あれだけ壮絶な体験をあの年で経験してしまったら、多少のことでは
神経は麻痺してしまいそう。
ただ人間はマニュアルではないこともその通りですね。
二人があえて不幸の道を進んでいるのは運命のめぐり合わせの悪さみたいなものを感じています。

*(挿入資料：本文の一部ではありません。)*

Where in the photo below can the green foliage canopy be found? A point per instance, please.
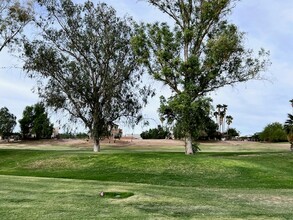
(91, 72)
(201, 53)
(35, 122)
(155, 133)
(14, 16)
(7, 122)
(273, 132)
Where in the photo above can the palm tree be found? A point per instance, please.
(289, 128)
(229, 120)
(220, 115)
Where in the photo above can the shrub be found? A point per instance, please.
(155, 133)
(273, 132)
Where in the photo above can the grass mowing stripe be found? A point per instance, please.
(219, 170)
(50, 198)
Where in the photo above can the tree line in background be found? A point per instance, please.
(89, 63)
(34, 123)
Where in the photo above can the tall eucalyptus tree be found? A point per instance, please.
(85, 65)
(200, 53)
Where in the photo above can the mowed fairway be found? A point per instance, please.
(227, 180)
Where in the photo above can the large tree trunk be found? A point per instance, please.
(188, 145)
(97, 147)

私としては雪穂が礼子に育てられた時点でもうチャラにしてあげたかったと思います。
可哀想だと思いながら笹垣同様ばかな二人だとも思いつつです。
最後は雪穂一人残るような気がしていますが・・。
ikasama4
2006年03月18日 19:21
かりん様
人間追い詰められた状況下では何をしてしまうかわからないものです。
今の自分ならともかく、同じ年代でこのような状況下におかれたら自分はどうなるかはわかりません。
だからといって許されるものではありません。
雪穂が礼子に育てられるようになったとき、もし彼女が犯した罪を義母に話していたなら、彼女はもっと早く太陽の下を歩いていれたかもしれません。
太陽の下を歩く事を望みながらも、白夜のように眠る事のできない日々を過ごす二人を馬鹿な二人だと思いつつも、そういう生き方を十数年も続けさせてしまった事への罪の意識を感じる笹垣。
こういうのを観るとつくづく思います。
気付かない事、気付けない事。
それこそ不幸な事なんだと感じますね。